Have you ever used rand() or Math.Random() or System.Random or java.util.Random? You could do a lot better. Did you know that these use one of the slowest and least random algorithms available? In this article, I provide C/C++, Java, and C# implementations of two fast, high-quality random number generators, the Mersenne Twister and R250/521


I'm always appalled when a new language comes on the scene (like Java or C#) and it provides nothing better than a linear congruential random number generator. Or when applications that need good random numbers (like games) use this same generator. Should we all go back to using punch cards and Fortran, too?

Like most software algorithms, random number generation continues to be researched and improved on. Thanks to the internet, it doesn't take much work to find out about these innovations and stay current with the state-of-the-art.
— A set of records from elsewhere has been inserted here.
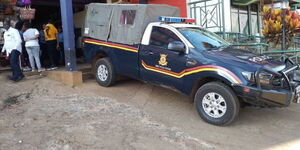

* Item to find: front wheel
[194,82,240,126]
[94,57,116,87]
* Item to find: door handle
[186,59,197,67]
[149,51,154,55]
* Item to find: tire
[194,82,240,126]
[94,57,116,87]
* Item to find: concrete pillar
[139,0,148,4]
[60,0,77,71]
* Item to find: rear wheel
[94,57,116,87]
[195,82,240,126]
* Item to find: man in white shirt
[23,22,45,72]
[1,21,24,82]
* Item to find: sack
[22,0,31,6]
[20,7,35,20]
[4,6,14,15]
[16,0,24,7]
[16,0,31,7]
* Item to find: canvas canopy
[84,3,179,45]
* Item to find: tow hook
[293,86,300,104]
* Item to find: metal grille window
[150,27,181,49]
[120,10,136,25]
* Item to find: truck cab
[85,3,300,125]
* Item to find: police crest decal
[158,54,168,66]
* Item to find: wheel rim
[97,65,108,81]
[202,92,227,118]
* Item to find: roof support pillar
[139,0,148,4]
[60,0,77,71]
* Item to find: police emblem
[158,54,168,66]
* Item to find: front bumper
[234,85,299,107]
[234,59,300,107]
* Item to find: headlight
[259,72,273,84]
[242,71,273,84]
[242,71,255,82]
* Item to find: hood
[207,47,286,72]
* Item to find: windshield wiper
[206,45,229,51]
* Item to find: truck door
[140,26,187,90]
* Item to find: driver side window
[150,26,181,49]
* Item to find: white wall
[187,0,231,32]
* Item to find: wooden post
[60,0,77,71]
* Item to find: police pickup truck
[84,3,300,125]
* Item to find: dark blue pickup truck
[84,13,300,125]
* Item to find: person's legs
[47,41,55,67]
[32,46,41,70]
[9,50,24,81]
[26,46,35,70]
[51,40,59,67]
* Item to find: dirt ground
[0,73,300,150]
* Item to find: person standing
[23,22,45,72]
[44,21,59,70]
[39,24,49,67]
[57,26,65,65]
[1,21,24,82]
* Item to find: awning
[231,0,300,6]
[232,0,258,6]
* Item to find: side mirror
[168,41,185,52]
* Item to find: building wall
[131,0,187,17]
[187,0,231,32]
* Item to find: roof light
[159,16,196,23]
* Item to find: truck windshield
[177,27,229,50]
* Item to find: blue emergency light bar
[159,16,196,23]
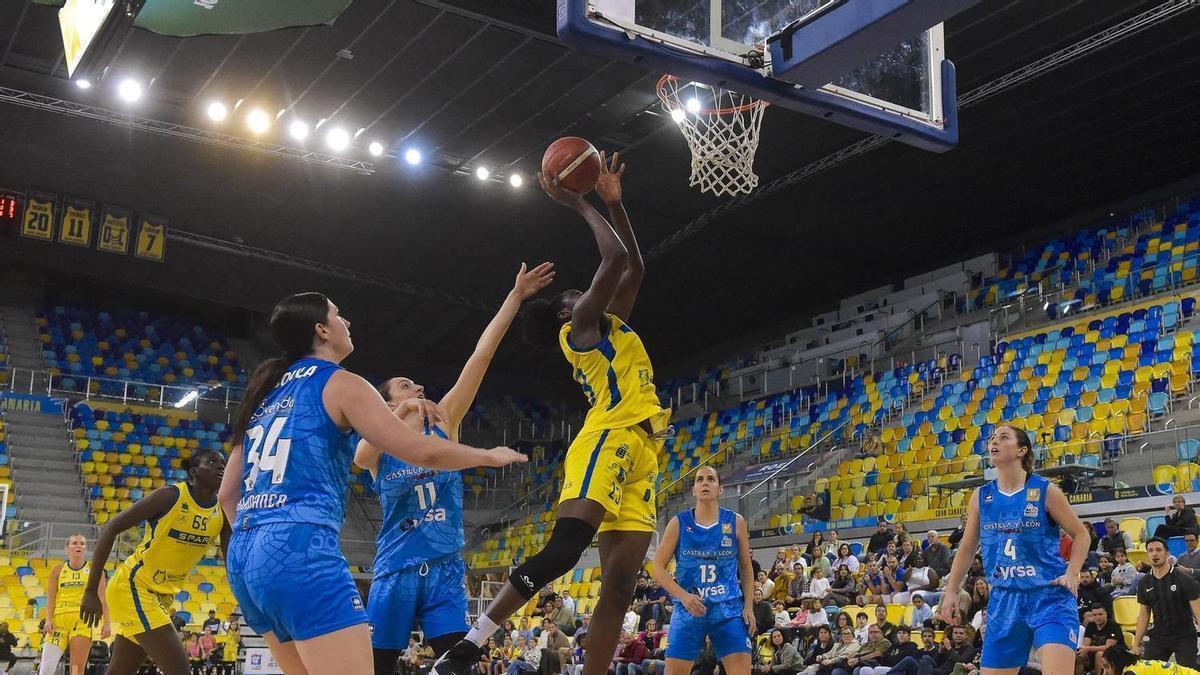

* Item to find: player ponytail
[232,293,329,444]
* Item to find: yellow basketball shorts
[558,426,661,532]
[104,567,175,643]
[43,608,91,651]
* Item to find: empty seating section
[35,306,246,399]
[0,549,235,650]
[772,300,1200,527]
[71,404,229,525]
[967,198,1200,317]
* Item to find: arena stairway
[7,410,91,524]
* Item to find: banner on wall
[0,392,66,417]
[242,647,283,675]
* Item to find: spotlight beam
[0,86,376,175]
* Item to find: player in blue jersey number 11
[940,424,1091,675]
[654,466,755,675]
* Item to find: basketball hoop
[658,74,768,197]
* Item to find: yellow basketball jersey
[121,483,224,595]
[558,313,665,431]
[54,562,91,614]
[1124,661,1200,675]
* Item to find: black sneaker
[432,640,480,675]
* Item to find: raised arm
[324,370,528,474]
[538,169,629,350]
[439,263,554,432]
[596,151,646,322]
[79,485,179,628]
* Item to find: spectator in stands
[785,562,809,607]
[922,530,953,577]
[804,530,828,565]
[772,601,792,628]
[866,516,897,558]
[1079,604,1124,674]
[1152,495,1200,535]
[802,567,830,604]
[950,513,967,550]
[1096,518,1133,554]
[758,628,804,675]
[858,560,884,605]
[1175,532,1200,577]
[908,595,934,628]
[200,609,221,633]
[0,621,17,673]
[888,628,942,675]
[804,625,834,670]
[754,569,775,598]
[882,555,908,603]
[754,589,775,635]
[612,631,650,675]
[854,626,917,675]
[804,615,862,675]
[1133,537,1200,668]
[1109,550,1137,598]
[828,562,863,607]
[833,544,859,574]
[834,625,892,675]
[904,551,942,604]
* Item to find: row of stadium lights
[74,78,524,187]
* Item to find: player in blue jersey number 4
[654,466,755,675]
[940,424,1090,675]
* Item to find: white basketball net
[659,74,767,197]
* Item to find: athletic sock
[466,614,499,647]
[37,643,62,675]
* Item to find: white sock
[37,643,62,675]
[460,614,499,643]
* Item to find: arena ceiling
[0,0,1200,384]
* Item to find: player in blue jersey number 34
[941,424,1090,675]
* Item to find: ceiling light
[209,101,229,121]
[325,127,350,153]
[246,108,271,133]
[288,120,308,141]
[116,79,142,103]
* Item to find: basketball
[541,136,600,195]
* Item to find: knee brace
[509,518,596,601]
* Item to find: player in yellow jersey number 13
[80,449,229,675]
[37,534,109,675]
There are as many different random number generators as there are ways to search a string for a substring. However, two of my favorites are the Mersenne Twister and R250/521. These two random number generators take up very little space, have very long periods and other useful statistical properties, and are extremely fast — much, much faster than the standard random number generator that comes with your platform.

R250/521

First described in 1981, R250 is a relatively old random number generator, but it's still one of the best. It was invented/discovered by Kirkpatrick and Stoll, in the article A Very Fast Shift-Register Sequence Random Number Generator, J. Computational Physics, vol 40, pp. 517-526.. If you're interested in how it works, you can read more here or here (PDF).
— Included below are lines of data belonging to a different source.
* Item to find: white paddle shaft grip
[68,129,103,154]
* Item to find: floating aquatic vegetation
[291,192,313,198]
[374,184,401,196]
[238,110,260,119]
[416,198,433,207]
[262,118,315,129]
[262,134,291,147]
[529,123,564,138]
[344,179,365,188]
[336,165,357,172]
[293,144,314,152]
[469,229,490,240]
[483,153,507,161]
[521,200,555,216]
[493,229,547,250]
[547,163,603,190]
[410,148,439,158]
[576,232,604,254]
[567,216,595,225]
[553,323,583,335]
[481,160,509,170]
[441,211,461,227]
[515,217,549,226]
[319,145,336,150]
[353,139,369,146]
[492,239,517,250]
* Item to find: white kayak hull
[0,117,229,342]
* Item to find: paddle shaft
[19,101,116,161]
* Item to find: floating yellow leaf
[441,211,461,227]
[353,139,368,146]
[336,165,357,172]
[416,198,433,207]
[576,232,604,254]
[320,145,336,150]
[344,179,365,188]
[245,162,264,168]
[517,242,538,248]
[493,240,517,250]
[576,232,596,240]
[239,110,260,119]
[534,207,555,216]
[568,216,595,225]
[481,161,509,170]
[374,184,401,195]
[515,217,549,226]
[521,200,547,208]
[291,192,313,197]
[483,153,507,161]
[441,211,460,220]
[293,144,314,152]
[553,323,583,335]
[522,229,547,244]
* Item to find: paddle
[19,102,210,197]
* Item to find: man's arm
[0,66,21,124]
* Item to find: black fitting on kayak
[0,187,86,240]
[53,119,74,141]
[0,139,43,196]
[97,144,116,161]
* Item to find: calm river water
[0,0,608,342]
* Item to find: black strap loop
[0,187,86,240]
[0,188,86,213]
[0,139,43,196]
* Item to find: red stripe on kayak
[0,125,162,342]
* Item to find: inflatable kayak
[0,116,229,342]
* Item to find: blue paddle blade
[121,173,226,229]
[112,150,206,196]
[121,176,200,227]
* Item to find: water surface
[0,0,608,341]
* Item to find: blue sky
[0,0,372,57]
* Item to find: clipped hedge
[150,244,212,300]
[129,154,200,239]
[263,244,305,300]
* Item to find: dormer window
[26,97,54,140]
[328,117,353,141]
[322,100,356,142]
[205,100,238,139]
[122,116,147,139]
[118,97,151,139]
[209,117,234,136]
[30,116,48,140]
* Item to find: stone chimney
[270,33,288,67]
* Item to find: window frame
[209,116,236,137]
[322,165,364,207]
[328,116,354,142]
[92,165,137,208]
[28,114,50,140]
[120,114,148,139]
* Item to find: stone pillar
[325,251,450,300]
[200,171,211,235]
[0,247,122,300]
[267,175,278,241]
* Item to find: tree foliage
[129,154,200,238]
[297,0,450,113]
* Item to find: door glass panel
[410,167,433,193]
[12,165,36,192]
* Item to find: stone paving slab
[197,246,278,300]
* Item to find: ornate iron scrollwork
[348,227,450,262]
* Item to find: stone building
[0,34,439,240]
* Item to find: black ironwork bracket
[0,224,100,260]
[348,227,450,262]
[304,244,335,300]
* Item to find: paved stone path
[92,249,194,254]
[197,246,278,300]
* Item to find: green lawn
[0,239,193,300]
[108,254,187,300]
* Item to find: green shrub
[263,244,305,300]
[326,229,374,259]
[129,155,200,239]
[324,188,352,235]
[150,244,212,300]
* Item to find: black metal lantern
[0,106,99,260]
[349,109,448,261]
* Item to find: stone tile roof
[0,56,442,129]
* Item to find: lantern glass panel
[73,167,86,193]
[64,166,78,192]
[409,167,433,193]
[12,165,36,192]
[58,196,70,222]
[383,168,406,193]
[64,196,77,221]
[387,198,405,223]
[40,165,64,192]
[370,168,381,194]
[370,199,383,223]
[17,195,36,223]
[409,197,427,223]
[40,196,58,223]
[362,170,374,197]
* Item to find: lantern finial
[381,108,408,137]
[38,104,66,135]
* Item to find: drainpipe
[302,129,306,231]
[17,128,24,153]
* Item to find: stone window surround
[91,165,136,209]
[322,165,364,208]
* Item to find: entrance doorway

R250 is what's known as a generalized feedback shift register, or GFSR. GFSRs are determined by two parameters, a length and an offset. R250 is actually GFSR(250,103), indicating a length of 250 and an offset of 103. R250 has a period of almost 2^250.

I've been pretty satisfied with R250 by itself, but several recent papers have suggested it has some statistical defects and should be combined with GFSR(521,168) to overcome them. Combining the two slows down the implementation, but improves the statistical quality of the random number generator. Choose your poison, I guess.

The Mersenne Twister

The Mersenne Twister is a new random number generator, invented/discovered in 1996 by Matsumora and Nishimura. If you want to know how it works, read more here.
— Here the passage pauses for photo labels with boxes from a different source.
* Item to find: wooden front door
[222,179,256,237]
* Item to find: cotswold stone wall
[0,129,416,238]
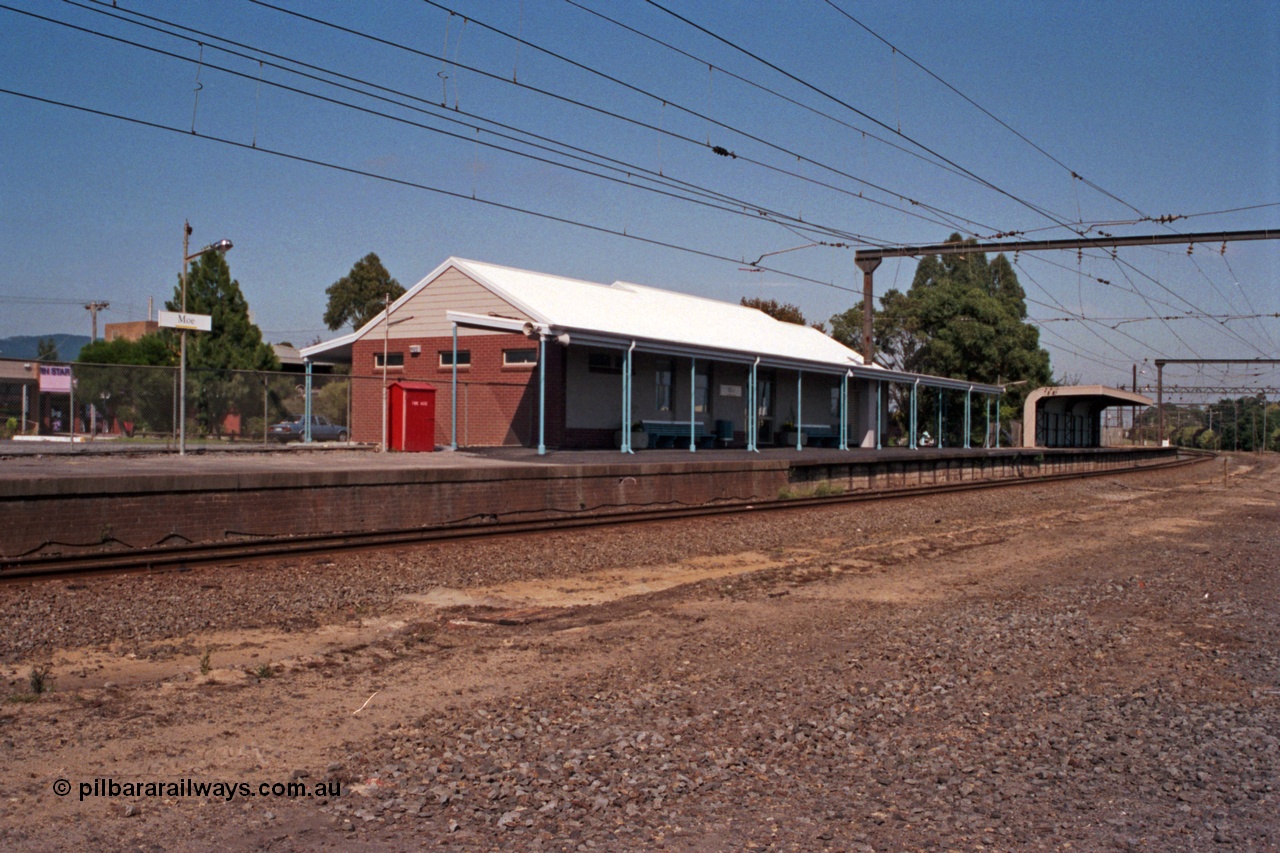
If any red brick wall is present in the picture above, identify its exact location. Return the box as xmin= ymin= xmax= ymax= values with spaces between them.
xmin=0 ymin=448 xmax=1176 ymax=557
xmin=351 ymin=333 xmax=564 ymax=447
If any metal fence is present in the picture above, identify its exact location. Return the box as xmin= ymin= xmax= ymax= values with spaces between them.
xmin=0 ymin=360 xmax=360 ymax=447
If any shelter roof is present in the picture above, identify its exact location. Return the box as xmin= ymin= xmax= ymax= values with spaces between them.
xmin=1027 ymin=386 xmax=1155 ymax=409
xmin=302 ymin=257 xmax=1000 ymax=393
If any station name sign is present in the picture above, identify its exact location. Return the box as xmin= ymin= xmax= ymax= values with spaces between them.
xmin=159 ymin=311 xmax=214 ymax=332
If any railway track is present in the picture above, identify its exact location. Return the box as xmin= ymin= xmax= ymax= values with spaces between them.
xmin=0 ymin=451 xmax=1215 ymax=583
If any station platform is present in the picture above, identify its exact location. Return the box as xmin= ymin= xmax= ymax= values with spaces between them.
xmin=0 ymin=443 xmax=1176 ymax=562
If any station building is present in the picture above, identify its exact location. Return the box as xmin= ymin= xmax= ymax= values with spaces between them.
xmin=302 ymin=257 xmax=1001 ymax=452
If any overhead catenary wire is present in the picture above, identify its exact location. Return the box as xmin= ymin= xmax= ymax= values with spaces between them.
xmin=396 ymin=0 xmax=1008 ymax=239
xmin=634 ymin=0 xmax=1074 ymax=231
xmin=230 ymin=0 xmax=992 ymax=245
xmin=0 ymin=88 xmax=859 ymax=293
xmin=49 ymin=0 xmax=883 ymax=245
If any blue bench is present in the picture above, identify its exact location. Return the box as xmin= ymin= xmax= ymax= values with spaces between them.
xmin=640 ymin=420 xmax=716 ymax=447
xmin=800 ymin=424 xmax=840 ymax=447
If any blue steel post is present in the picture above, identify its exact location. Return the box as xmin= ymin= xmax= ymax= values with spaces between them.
xmin=840 ymin=370 xmax=849 ymax=450
xmin=964 ymin=387 xmax=973 ymax=450
xmin=796 ymin=370 xmax=804 ymax=450
xmin=689 ymin=356 xmax=698 ymax=453
xmin=996 ymin=394 xmax=1000 ymax=448
xmin=449 ymin=323 xmax=458 ymax=450
xmin=876 ymin=379 xmax=884 ymax=450
xmin=302 ymin=359 xmax=311 ymax=444
xmin=622 ymin=343 xmax=635 ymax=453
xmin=538 ymin=332 xmax=547 ymax=456
xmin=906 ymin=379 xmax=920 ymax=450
xmin=934 ymin=388 xmax=947 ymax=447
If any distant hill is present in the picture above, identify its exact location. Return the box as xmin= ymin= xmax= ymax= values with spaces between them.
xmin=0 ymin=333 xmax=88 ymax=361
MT is a twisted GFSR(624,397), similar in spirit to R250 and in my tests it's comparable in speed to R250 (slightly slower than R250 alone, but faster than R250/521 combined). It takes up more space than R250 or R521, but less than the two combined. MT has an amazing period of 2^19937-1. Overall, I'd have to say that the Mersenne Twister is my current favorite random number generator.

Implementations

In the implementations below, each RNG has two functions, one for initializing the RNG and one for getting the next random 32-bit integer. It's simple to then generate other kinds of random numbers (such as random floating point numbers within a particular interval).

Both random number generators require an initial random seed. I've just used the standard system random number generator; feel free to choose something more appropriate to your environment.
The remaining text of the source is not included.